If you grew up in the late 1990s, then you probably remember boba as being a food trend from your childhood. Two decades later, this sweet treat still shows no signs of dissipating. In fact, boba cafés are still popular hangout spots in many cities all over the U.S. Though boba tea didn’t reach mainstream status in the states until the ’90s, its origins can actually be traced back to 1980s Taiwan. There are numerous variations of this sweet, tea-based beverage.
What Is Boba?
Boba is a large, chewy tapioca pearl made of tapioca starch (a gluten-free starch extracted from a cassava plant's roots). It floats inside the drink known as bubble tea.
The beverage itself may be a tea or juice and is commonly referred to as boba tea, bubble tea, or pearl milk tea. Curious to know what’s inside a cup of boba tea? Read on to learn more about this trendy treat.

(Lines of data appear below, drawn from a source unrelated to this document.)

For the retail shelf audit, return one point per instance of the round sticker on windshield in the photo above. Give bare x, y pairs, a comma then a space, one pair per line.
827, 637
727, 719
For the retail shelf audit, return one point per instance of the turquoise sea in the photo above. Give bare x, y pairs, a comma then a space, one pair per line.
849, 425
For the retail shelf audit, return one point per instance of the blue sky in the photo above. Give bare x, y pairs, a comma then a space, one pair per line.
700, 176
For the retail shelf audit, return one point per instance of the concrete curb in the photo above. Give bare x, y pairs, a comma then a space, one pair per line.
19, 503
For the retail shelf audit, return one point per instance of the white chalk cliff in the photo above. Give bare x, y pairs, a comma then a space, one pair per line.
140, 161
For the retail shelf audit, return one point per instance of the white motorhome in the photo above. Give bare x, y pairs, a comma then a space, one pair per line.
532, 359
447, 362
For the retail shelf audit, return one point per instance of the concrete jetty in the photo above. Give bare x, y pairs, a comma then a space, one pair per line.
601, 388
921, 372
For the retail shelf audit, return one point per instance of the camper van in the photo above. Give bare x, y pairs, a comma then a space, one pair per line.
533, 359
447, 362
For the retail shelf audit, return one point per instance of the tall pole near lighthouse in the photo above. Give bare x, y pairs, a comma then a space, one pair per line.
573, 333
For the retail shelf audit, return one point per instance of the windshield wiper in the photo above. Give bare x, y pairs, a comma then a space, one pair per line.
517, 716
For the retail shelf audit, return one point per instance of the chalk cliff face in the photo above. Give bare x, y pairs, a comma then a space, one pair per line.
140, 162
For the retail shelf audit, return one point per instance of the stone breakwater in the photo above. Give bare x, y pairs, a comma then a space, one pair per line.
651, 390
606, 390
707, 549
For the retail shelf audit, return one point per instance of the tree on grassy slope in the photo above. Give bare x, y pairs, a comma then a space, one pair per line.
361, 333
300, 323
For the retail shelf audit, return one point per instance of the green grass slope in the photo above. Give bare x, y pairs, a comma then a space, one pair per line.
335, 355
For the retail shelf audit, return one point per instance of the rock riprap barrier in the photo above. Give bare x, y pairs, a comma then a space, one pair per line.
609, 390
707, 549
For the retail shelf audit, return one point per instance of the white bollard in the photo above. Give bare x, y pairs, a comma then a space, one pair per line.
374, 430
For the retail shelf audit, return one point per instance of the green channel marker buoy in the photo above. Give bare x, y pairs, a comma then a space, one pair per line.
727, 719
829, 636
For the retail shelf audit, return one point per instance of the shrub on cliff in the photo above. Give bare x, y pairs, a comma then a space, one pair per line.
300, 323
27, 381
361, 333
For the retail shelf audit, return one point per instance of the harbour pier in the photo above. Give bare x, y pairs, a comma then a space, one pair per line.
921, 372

If you’ve never tasted it, it’s best to start with a basic boba milk tea or opt for a flavor that you’re especially partial to, like strawberry or coconut.
How to Drink Boba
Though various boba drinks are available, the most common concoction includes a tea base that’s combined with milk or fruit and is usually prepared over a bed of sweet boba pearls. There are boba milk teas, green teas, black teas, smoothies, coffee drinks, and a slew of other preparations that can be enhanced with rich flavors that range from sweet to savory. Milk tea is usually prepared with powdered creamers, although fresh milk is used in some recipes.
It's All in the Tapioca
The boba pearls give the drink its unique taste and texture. Though the pearls may be large or small, the large pearls are most common in U.S.-based boba cafés.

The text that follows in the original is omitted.